A derrota do governo de Luiz Inácio Lula da Silva no Congresso, na última semana, acendeu o alerta no Planalto. A recusa de Jorge Messias ao STF e a rejeição de vetos estratégicos indicam mudança estrutural na relação entre o governo e o Centrão. A base aliada surge mais volátil, segundo analistas.
Especialistas afirmam que os episódios vão além de falhas de articulação. O Centrão parece precificar autonomia política, buscando uma crise controlada para preservar espaço eleitoral. A leitura é de que o bloco mira o médio prazo, mirando as eleições de 2026.
Para Emerson Masullo, da UnB, o movimento não é apenas de desgaste, mas de uma estratégia de proteção. O Centrão pretende manter capacidade de barganha, mesmo com mudanças no comando do Palácio do Planalto.
Emendas viram pedágio e não garantem mais apoio
O governo chegou a liberar recursos por meio de emendas para sustentar a indicação de Messias ao STF. O montante foi recorde, porém não garantiu votos nem facilita a sabatina. A liberação de recursos passa a ser vista como parte de uma negociação menos determinante.

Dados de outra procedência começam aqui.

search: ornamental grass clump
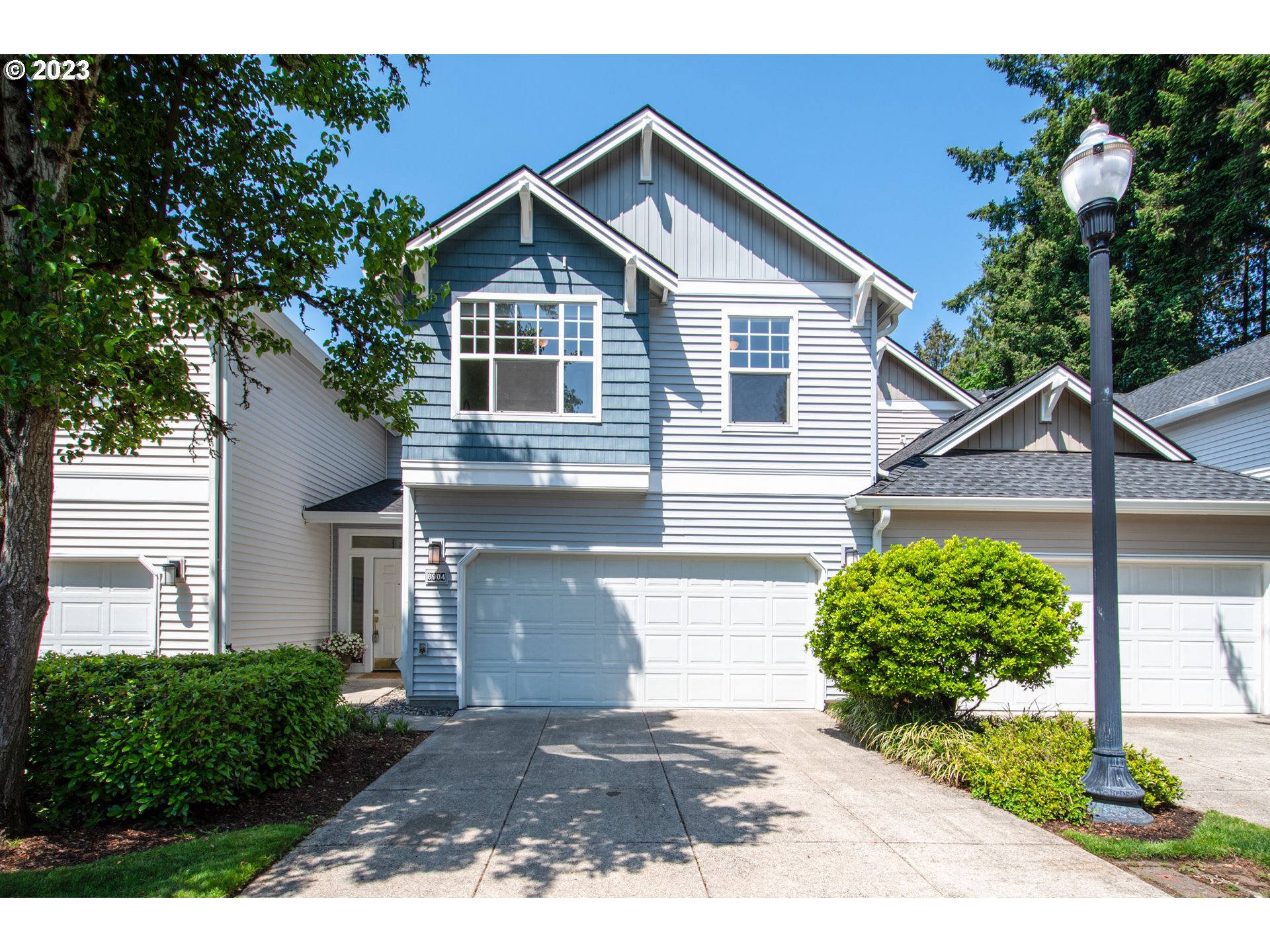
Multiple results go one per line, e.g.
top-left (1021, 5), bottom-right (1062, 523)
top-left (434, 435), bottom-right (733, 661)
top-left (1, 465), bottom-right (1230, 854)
top-left (808, 537), bottom-right (1081, 721)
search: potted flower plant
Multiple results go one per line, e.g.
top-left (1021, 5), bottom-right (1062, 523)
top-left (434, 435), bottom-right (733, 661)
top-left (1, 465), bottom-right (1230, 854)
top-left (318, 631), bottom-right (363, 672)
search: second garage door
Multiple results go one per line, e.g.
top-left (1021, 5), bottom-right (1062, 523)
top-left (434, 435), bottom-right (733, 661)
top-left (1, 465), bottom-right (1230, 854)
top-left (990, 561), bottom-right (1263, 713)
top-left (464, 552), bottom-right (820, 707)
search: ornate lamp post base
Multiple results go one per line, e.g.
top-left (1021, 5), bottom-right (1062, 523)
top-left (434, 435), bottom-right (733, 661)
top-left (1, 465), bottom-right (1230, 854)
top-left (1083, 748), bottom-right (1152, 826)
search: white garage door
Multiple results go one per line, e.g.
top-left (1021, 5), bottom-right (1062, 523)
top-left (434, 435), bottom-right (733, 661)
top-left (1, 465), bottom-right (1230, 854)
top-left (40, 559), bottom-right (155, 655)
top-left (991, 561), bottom-right (1263, 712)
top-left (465, 552), bottom-right (820, 707)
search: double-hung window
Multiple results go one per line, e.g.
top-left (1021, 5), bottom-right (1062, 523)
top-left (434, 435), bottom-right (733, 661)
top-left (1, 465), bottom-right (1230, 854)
top-left (724, 317), bottom-right (794, 426)
top-left (453, 298), bottom-right (601, 420)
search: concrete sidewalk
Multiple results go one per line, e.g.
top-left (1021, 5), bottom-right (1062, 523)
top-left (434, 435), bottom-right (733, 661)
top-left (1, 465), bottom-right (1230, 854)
top-left (1124, 715), bottom-right (1270, 826)
top-left (244, 708), bottom-right (1164, 896)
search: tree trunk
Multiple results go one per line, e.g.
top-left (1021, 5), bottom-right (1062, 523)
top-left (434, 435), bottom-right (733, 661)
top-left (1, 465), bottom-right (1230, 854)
top-left (0, 407), bottom-right (57, 835)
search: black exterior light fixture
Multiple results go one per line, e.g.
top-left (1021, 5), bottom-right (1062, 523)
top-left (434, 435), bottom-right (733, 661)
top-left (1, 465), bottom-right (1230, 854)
top-left (1062, 112), bottom-right (1151, 826)
top-left (159, 559), bottom-right (183, 585)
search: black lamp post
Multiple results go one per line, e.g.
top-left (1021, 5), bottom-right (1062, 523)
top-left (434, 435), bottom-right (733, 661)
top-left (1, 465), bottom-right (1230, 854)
top-left (1062, 113), bottom-right (1151, 826)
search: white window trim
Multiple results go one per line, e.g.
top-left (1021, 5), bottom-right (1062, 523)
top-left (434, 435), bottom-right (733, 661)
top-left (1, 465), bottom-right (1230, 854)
top-left (450, 292), bottom-right (605, 422)
top-left (719, 311), bottom-right (798, 436)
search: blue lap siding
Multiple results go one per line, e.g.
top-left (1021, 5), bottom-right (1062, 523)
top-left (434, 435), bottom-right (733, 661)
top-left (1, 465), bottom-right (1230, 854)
top-left (402, 199), bottom-right (649, 466)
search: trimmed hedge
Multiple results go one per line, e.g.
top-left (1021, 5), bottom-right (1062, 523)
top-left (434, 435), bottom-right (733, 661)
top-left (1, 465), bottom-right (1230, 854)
top-left (26, 647), bottom-right (344, 825)
top-left (829, 698), bottom-right (1183, 825)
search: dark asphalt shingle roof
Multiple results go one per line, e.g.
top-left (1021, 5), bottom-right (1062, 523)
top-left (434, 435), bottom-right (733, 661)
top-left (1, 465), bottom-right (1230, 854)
top-left (305, 480), bottom-right (402, 516)
top-left (859, 451), bottom-right (1270, 501)
top-left (1117, 335), bottom-right (1270, 420)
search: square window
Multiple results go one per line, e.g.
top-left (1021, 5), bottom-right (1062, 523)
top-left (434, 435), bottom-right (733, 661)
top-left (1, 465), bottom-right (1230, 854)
top-left (732, 373), bottom-right (788, 422)
top-left (458, 360), bottom-right (489, 413)
top-left (494, 360), bottom-right (559, 413)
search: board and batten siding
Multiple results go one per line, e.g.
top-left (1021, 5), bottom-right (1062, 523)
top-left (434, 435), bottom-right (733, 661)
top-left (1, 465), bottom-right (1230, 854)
top-left (50, 339), bottom-right (212, 654)
top-left (1161, 393), bottom-right (1270, 480)
top-left (402, 199), bottom-right (649, 466)
top-left (409, 489), bottom-right (871, 701)
top-left (226, 340), bottom-right (388, 650)
top-left (650, 296), bottom-right (872, 475)
top-left (958, 391), bottom-right (1156, 456)
top-left (562, 136), bottom-right (856, 282)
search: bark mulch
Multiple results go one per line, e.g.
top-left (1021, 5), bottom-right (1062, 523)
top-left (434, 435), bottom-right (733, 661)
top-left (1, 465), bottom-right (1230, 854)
top-left (1040, 806), bottom-right (1270, 897)
top-left (0, 734), bottom-right (428, 872)
top-left (1040, 806), bottom-right (1204, 843)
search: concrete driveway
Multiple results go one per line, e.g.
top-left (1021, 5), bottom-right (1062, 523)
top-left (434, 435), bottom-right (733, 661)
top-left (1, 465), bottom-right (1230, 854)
top-left (244, 708), bottom-right (1162, 896)
top-left (1124, 715), bottom-right (1270, 826)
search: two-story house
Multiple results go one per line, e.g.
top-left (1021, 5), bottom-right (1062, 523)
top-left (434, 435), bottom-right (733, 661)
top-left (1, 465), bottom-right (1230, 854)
top-left (305, 108), bottom-right (1270, 711)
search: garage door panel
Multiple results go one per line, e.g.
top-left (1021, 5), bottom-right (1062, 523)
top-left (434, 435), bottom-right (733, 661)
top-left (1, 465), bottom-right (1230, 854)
top-left (40, 559), bottom-right (155, 654)
top-left (465, 553), bottom-right (820, 707)
top-left (991, 561), bottom-right (1265, 712)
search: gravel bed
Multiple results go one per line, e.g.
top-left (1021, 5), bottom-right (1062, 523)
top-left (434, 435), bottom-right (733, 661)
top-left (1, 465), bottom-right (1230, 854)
top-left (366, 688), bottom-right (454, 717)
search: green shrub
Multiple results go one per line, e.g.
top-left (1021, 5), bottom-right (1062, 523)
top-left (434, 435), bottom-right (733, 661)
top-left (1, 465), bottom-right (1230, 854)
top-left (26, 647), bottom-right (344, 825)
top-left (808, 537), bottom-right (1081, 720)
top-left (828, 698), bottom-right (1183, 825)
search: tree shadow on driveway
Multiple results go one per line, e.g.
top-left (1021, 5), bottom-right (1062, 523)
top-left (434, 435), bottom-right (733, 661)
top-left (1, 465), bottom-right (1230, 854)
top-left (245, 708), bottom-right (818, 896)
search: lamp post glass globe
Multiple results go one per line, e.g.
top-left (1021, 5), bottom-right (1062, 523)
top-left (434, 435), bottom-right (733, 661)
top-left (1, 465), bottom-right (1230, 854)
top-left (1062, 113), bottom-right (1133, 212)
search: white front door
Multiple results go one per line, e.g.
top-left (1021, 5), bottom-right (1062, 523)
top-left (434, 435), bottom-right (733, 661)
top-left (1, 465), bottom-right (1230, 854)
top-left (371, 559), bottom-right (402, 669)
top-left (465, 552), bottom-right (820, 708)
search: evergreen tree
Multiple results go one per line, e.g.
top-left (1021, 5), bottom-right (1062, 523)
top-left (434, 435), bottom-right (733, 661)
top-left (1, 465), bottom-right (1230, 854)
top-left (945, 55), bottom-right (1270, 389)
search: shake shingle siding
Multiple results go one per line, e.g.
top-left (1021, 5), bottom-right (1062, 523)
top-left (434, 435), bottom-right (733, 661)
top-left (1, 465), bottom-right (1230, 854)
top-left (402, 200), bottom-right (649, 466)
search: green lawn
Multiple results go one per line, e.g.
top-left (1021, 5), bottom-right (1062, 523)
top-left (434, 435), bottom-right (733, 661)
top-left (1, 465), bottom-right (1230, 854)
top-left (1063, 810), bottom-right (1270, 872)
top-left (0, 824), bottom-right (309, 898)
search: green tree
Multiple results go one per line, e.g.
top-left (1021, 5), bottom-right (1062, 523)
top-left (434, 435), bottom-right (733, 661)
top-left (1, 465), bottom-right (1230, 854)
top-left (945, 55), bottom-right (1270, 389)
top-left (914, 317), bottom-right (958, 373)
top-left (0, 56), bottom-right (431, 830)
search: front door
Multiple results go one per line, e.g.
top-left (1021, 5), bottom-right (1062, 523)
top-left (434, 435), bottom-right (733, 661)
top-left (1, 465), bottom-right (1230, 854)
top-left (371, 559), bottom-right (402, 670)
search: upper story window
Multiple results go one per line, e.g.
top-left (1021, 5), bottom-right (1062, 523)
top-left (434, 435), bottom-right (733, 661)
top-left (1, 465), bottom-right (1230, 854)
top-left (724, 317), bottom-right (794, 426)
top-left (451, 296), bottom-right (601, 420)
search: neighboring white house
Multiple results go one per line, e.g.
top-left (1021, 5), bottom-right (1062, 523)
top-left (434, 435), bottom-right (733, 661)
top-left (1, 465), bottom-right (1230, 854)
top-left (300, 108), bottom-right (1270, 711)
top-left (40, 315), bottom-right (399, 654)
top-left (1117, 337), bottom-right (1270, 480)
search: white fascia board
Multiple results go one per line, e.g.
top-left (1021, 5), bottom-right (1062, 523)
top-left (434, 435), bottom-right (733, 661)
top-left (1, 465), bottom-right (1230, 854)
top-left (406, 169), bottom-right (678, 291)
top-left (925, 367), bottom-right (1194, 462)
top-left (251, 311), bottom-right (326, 373)
top-left (1147, 377), bottom-right (1270, 426)
top-left (300, 510), bottom-right (402, 528)
top-left (847, 495), bottom-right (1270, 516)
top-left (402, 459), bottom-right (649, 493)
top-left (878, 338), bottom-right (982, 409)
top-left (542, 109), bottom-right (917, 309)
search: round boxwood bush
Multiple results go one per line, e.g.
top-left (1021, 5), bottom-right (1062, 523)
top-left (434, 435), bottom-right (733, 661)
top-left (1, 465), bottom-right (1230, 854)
top-left (808, 536), bottom-right (1081, 719)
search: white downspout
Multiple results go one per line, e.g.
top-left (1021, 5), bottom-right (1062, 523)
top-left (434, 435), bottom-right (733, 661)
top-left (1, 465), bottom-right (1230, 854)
top-left (874, 505), bottom-right (890, 553)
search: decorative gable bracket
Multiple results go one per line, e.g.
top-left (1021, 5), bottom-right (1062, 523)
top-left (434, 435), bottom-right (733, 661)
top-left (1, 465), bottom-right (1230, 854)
top-left (521, 184), bottom-right (533, 245)
top-left (1040, 377), bottom-right (1067, 422)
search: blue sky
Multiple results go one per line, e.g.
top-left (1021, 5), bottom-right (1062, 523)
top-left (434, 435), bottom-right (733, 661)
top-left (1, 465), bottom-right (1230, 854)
top-left (297, 55), bottom-right (1034, 345)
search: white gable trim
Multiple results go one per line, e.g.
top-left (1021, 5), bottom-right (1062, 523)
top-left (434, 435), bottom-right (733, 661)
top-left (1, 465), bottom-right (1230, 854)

Segundo Masullo, a função das emendas evoluiu: não é mais o fim da negociação, mas apenas o começo do diálogo. Emendas e cargos ajudam a sobreviver, mas não asseguram a agenda governista.
Com o maior uso de emendas impositivas e maior autonomia orçamentária do Congresso, o Executivo perde capacidade de controle sobre o apoio. Emendas ajudam a manter votações, mas não asseguram governabilidade integral.
Messias como termômetro da fragilidade
A análise aponta que o problema está na organização do governo desde o início do mandato. A articulação passa menos pelas lideranças e mais pelas presidências da Câmara e do Senado, dificultando a obtenção de votos.
A sabatina de Messias funcionou como um teste da força do governo. Mesmo com amparo de recursos, ficou evidente a dificuldade de consolidar apoios em votações de alto interesse pessoal do presidente.
Entre parlamentares, a leitura é pragmática: as derrotas sinalizam que o Centrão elevou o preço do apoio e testa os limites da aliança com Lula, especialmente em pautas sensíveis.
Nos bastidores, há clima de recalibragem: não há ruptura, mas busca por maior margem de manobra e autonomia para o Centrão, com votações usadas para marcar posição diante do eleitorado e ampliar poder de barganha.
Cenário eleitoral pressiona o Centrão
A janela eleitoral aproxima-se e aumenta o risco de novas derrotas. O calendário reduz a margem de manobra do governo e amplia o peso das decisões de curto prazo, que podem desagradar parte da base.
Para Bandeira, o momento favorece o afastamento estratégico do Centrão. Parlamentares avaliam pesquisas e tendem a agir com pragmatismo para 2027, não apenas para 2026.
Masullo aponta que o Centrão ainda mantém influência, mesmo que distancie o discurso. Os vínculos com cargos e ministérios que entregam resultados locais permanecem, embora com menor alinhamento automático ao Planalto.